Thoughts on Community
This past week, one of the topics we discussed as a larger group was community. How do we as individuals define community? What is a community comprised of? How does one know when they are a part of/not a part of a community? Are there rules for membership and entering into/exiting a community?
Naturally, I just listened and let the participants speak with each other most of the time. I end up learning so much more and often will (re)shape my knowledge and perceptions on these topics from what comes out of these conversations.
One aspect that stuck out to me was this idea of community as something that people figure out together. Where people come together and decide what the rules are for being in that community, what is appropriate behavior, what is required for inclusion, and what the boundaries are as well as how to maintain them. While I have certainly had these conversations in the many seminars I’ve taken throughout my time as a former graduate student, this felt different. Never mind what this author has to say, what this theory touts, what this specific paragraph says in this specific passage and how can we transfer that to the larger scene unfolding before us. Nah. When asked what this means, participants answered with what I feel are the most basic of needs: the need to be seen, heard, understood, respected, and included.
I say 'basic' but I do not underestimate the power that these needs hold. It should not feel like moving mountains to get people to listen and respect other people's’ boundaries and wishes, hold themselves accountable, or include people in conversations that directly affect them, and yet, this is the world we live in. These are the power structures we live within. These are basic human needs and yet only a few are afforded the privilege of being seen, heard, understood, respected, and included.

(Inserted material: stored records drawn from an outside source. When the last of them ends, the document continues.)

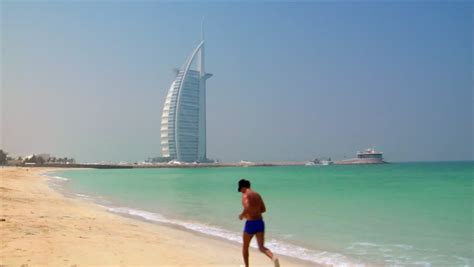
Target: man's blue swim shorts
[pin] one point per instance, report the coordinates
(254, 226)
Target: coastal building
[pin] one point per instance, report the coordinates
(183, 121)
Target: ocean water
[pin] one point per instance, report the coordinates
(417, 214)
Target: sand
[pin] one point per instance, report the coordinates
(39, 226)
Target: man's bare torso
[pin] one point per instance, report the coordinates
(253, 204)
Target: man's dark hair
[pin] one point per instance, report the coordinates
(243, 183)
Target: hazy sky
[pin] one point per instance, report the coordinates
(292, 81)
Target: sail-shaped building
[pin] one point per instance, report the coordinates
(183, 121)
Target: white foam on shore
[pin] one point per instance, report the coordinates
(279, 247)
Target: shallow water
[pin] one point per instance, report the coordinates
(394, 214)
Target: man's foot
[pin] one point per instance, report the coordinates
(276, 262)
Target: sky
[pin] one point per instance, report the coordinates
(291, 80)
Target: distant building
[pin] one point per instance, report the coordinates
(183, 121)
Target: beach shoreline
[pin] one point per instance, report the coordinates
(41, 226)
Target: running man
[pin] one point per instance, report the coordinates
(253, 209)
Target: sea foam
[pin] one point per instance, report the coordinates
(277, 246)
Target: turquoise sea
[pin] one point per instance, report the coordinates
(417, 214)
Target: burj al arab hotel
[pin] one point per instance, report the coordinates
(183, 121)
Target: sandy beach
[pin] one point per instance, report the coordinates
(39, 226)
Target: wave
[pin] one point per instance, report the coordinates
(399, 255)
(277, 246)
(55, 177)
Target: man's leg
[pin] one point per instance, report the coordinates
(245, 248)
(261, 246)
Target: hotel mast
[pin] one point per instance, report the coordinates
(183, 121)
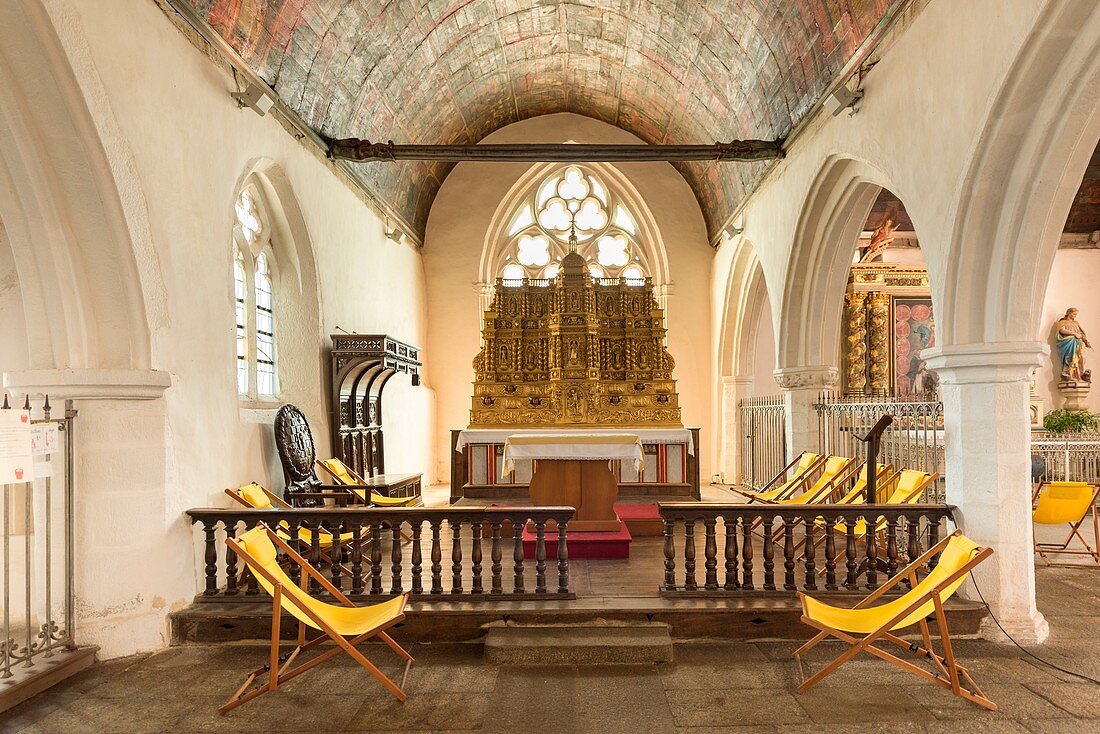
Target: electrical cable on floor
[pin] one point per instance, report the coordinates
(1024, 649)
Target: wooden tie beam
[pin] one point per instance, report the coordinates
(353, 149)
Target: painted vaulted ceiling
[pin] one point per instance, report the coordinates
(454, 70)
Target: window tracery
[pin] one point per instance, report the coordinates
(253, 299)
(573, 204)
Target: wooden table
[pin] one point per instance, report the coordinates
(572, 469)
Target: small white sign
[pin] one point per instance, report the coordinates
(45, 439)
(17, 462)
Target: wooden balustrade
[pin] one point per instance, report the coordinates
(356, 563)
(824, 547)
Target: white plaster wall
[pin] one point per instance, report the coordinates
(188, 145)
(13, 352)
(457, 230)
(763, 365)
(1073, 283)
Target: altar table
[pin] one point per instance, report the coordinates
(573, 469)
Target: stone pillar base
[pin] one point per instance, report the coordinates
(1075, 394)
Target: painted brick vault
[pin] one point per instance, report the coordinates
(438, 72)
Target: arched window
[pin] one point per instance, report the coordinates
(573, 204)
(254, 299)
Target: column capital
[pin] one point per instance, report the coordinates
(988, 362)
(806, 378)
(90, 384)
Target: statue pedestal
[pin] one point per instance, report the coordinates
(1075, 394)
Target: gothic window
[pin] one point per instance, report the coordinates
(573, 204)
(254, 299)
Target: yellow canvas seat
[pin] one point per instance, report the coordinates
(865, 624)
(1068, 503)
(780, 485)
(344, 624)
(343, 475)
(256, 496)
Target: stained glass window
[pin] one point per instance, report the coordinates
(573, 204)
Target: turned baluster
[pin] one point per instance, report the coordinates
(211, 559)
(437, 558)
(517, 555)
(455, 558)
(789, 555)
(496, 555)
(475, 557)
(337, 557)
(540, 557)
(417, 559)
(810, 554)
(769, 555)
(395, 558)
(747, 554)
(376, 558)
(730, 530)
(670, 560)
(829, 557)
(690, 556)
(315, 556)
(849, 552)
(892, 547)
(562, 560)
(872, 555)
(710, 555)
(230, 563)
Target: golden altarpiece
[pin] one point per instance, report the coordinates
(574, 352)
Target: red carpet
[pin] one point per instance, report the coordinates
(583, 545)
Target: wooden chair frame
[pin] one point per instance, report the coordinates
(948, 674)
(278, 666)
(779, 479)
(282, 504)
(1092, 551)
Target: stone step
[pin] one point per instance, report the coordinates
(600, 642)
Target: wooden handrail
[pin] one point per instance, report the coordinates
(348, 543)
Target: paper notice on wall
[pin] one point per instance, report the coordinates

Colonization knows the mana inherent in people holding space for one another and that is precisely the reason these needs continue to come up. Community as a place where people have their basic emotional, spiritual, and social needs met and where respect and boundary-making is maintained is enough to start revolutions.
This is me thinking through this topic, clearly. I have a lot of thoughts on community, as someone who has been a part of several throughout the years and who has had mixed feelings about my experiences. This week I was reminded while listening to these conversations that in order to figure out how to build community on a larger scale, maybe we need to tap into our naʻau more. Our naʻau reminds us of those basic needs that should be met; perhaps it could also guide us to how we go about constructing a world in which that becomes the norm. Where we listen to each other, to each other’s needs, and as a community we build a place where those are respected and fulfilled.